Forecast Accuracy Benchmarks 2026
How accurate are your forecasts?

Key Takeaways
- •Quarterly revenue forecasts: 85-92% accurate
- •Annual budgets: 70-80% accurate
- •Rolling forecasts: 90-95% accurate
- •Driver-based models: 15% more accurate
Forecast Accuracy by Horizon
Understanding Forecast Accuracy
The data shows that quarterly revenue forecasts typically land within 8-15% of actual results, while annual budgets often miss by 20-30%. This isn't necessarily a failure of the finance team—it's a reflection of the inherent uncertainty in business planning and the limitations of traditional budgeting approaches.
What's striking is that forecast accuracy varies dramatically by methodology. Companies using rolling forecasts with driver-based models achieve 90-95% accuracy at the quarterly horizon, significantly outperforming those using traditional annual budgets. The methodology matters more than the forecaster's skill.
The business cost of forecast inaccuracy is substantial. Poor forecasts lead to excess inventory, staffing mismatches, cash flow surprises, and missed strategic opportunities. Companies with accurate forecasts can optimize working capital, make better hiring decisions, and allocate resources more effectively.
Accuracy by Forecast Type
Revenue Forecasts are generally more accurate than expense forecasts because revenue is driven by observable market factors and historical trends. The best revenue forecasts use pipeline data, conversion rates, and backlog information in addition to historical patterns.
Expense Forecasts tend to be more variable, especially for discretionary spending. However, fixed expenses like rent and salaries are highly predictable. The challenge is variable expenses that change with volume or timing.
Cash Flow Forecasts are often the least accurate despite being critical for operations.
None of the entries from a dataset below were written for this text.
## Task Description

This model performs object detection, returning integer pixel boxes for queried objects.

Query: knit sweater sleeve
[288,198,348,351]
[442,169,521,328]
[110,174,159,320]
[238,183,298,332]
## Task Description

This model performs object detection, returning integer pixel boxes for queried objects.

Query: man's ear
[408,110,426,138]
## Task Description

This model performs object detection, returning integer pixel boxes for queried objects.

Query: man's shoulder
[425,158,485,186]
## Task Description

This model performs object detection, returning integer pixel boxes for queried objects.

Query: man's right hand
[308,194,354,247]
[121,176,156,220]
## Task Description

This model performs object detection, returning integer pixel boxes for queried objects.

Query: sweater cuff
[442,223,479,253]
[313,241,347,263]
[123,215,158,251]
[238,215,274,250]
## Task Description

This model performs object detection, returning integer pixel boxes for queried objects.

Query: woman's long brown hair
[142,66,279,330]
This is because cash flow depends on timing differences, customer payment behavior, and working capital changes that are inherently difficult to predict.
Rolling Forecasts maintain a 12-18 month forward view that's updated quarterly or monthly. This continuous updating approach achieves the highest accuracy because it incorporates current information and avoids the cliff effect of annual budgets going stale.
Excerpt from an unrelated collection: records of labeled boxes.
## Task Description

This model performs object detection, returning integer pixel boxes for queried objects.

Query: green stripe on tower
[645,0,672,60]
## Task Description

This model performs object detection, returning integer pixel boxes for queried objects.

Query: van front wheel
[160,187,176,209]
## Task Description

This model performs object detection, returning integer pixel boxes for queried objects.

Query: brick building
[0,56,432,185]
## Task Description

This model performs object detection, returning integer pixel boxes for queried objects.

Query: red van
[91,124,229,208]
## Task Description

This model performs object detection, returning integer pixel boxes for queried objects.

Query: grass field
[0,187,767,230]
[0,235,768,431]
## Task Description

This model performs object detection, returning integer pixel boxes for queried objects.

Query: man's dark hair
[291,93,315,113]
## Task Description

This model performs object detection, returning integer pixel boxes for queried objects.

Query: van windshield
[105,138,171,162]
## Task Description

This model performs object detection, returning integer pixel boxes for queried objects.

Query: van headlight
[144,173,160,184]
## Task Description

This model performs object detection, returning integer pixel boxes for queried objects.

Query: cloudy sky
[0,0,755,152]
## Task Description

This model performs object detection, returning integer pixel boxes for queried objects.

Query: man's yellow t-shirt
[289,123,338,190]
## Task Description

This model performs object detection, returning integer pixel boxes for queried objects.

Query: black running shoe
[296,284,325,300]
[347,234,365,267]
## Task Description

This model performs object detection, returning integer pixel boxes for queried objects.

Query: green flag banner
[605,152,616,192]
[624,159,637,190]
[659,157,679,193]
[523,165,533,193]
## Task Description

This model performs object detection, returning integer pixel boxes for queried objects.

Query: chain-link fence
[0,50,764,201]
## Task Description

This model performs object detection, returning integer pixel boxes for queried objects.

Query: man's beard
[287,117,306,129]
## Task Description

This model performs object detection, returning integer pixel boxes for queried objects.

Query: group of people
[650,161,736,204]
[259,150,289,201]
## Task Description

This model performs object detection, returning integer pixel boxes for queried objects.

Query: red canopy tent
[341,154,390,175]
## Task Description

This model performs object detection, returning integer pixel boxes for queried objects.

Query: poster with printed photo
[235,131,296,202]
Driver-Based Forecasts focus on key business drivers rather than accounting categories. For example, rather than forecasting Salaries expense, you forecast headcount by function and average compensation. This approach is 15% more accurate on average because it connects forecasts to business reality.
Improving Forecast Accuracy
Measure and Track: The foundation of improvement is measurement. Track forecast accuracy monthly, calculate mean absolute percentage error (MAPE), and trend the data over time. Most companies don't do this systematically.
Shorten the Horizon: The further out you forecast, the less accurate. Focus energy on the next 1-2 quarters where accuracy matters most for decision-making. Don't waste effort on precise annual projections that will be revised anyway.
Use Multiple Scenarios: Rather than a single point forecast, develop upside, base, and downside scenarios with clear triggers for each. This acknowledges uncertainty and prepares management for different outcomes.
Embrace Rolling Forecasts: Rolling forecasts force continuous updating and keep the view forward-looking. Companies that switch from annual to rolling budgets typically see accuracy improve by 10-15 percentage points.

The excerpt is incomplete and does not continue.